The issue is always one of presidential and national politics. Gore got on the ticket because of his foreign policy “expertise,” but more importantly he got on the ticket because he had voted the politically ‘right’ way on the authorisation the previous year, and all the other ambitious Senators then and later noted this and meditated on it whenever the question of using force came up after that.  When it came time to choose what to do in the fall of ‘02, Kerry and Edwards must have been thinking about what this vote would mean for future presidential chances, whether in the ‘04 cycle or later.  They knew that no opponent of the Gulf War had won the nomination of their party, so it would not have been difficult for them to think that opposing a new Iraq war would have been curtains for their presidential aspirations.  As with so many, many other things, Kerry and Edwards were wrong.  In the event, Kerry’s late transformation from pro- to anti-war man dogged his campaign and probably cost him the election; given the alternative of voting for a dithering, confused man, enough voters still refused to pick John Kerry.  Had he been antiwar all along, he might have claimed some clarity and superior judgement.  Instead, he had to play the wounded victim–”Ooh, George tricked me!”

As for the other wars, Ross’ politician double would have done very poorly running as an antiwar candidate in any of the European countries in elections in the early years of the war.  Nationalist democratic fervour for the war on both sides was intense and had a significant role in pushing all of the governments involved to enter into war and then to persist in it.

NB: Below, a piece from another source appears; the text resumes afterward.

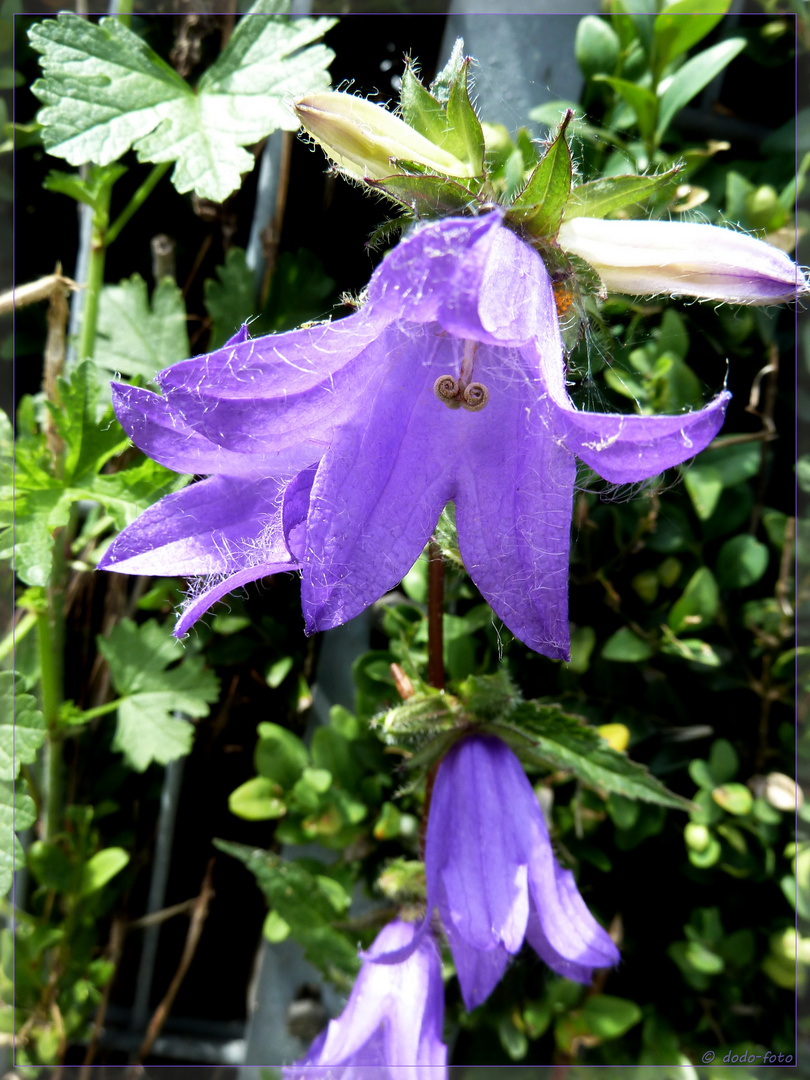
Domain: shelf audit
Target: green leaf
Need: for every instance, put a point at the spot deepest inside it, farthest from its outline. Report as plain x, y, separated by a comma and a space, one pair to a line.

Were Ross an American politician confronted with the question of WWI entry in 1916-17, he not only would have prospered as an antiwar politician (unless he had been arrested by the government for his subversive activities) but would probably have been wildly popular nationwide.  A supermajority of Americans opposed entry into WWI.  Their pathetic representatives lined up behind the President, as most pathetic Congresses have done down through our history, to support a declaration of war with the exception of one member of the House. With the Spanish and Mexican wars, it would have mattered a great deal where Ross the politician lived.  Had he been a Democrat in 1899, he probably would have done well for himself to oppose the war, and certainly to oppose annexation and the Filipino counterinsurgency that followed.  Had he been a Northern Whig in 1846, he might have survived the pro-war hysteria that swept over the country. Similarly, Democrats in 2002 in secure seats had little to fear from their constituents, because their voters tended to be less in favour of the war and were less likely to oust an incumbent on account of his opposition.  The strange thing about Democrats backing the Iraq war is that they were voting as if they all lived in deepest Alabama or Idaho, when they actually lived in very different parts of the country where people had significantly different views of the necessity and rightness of the war.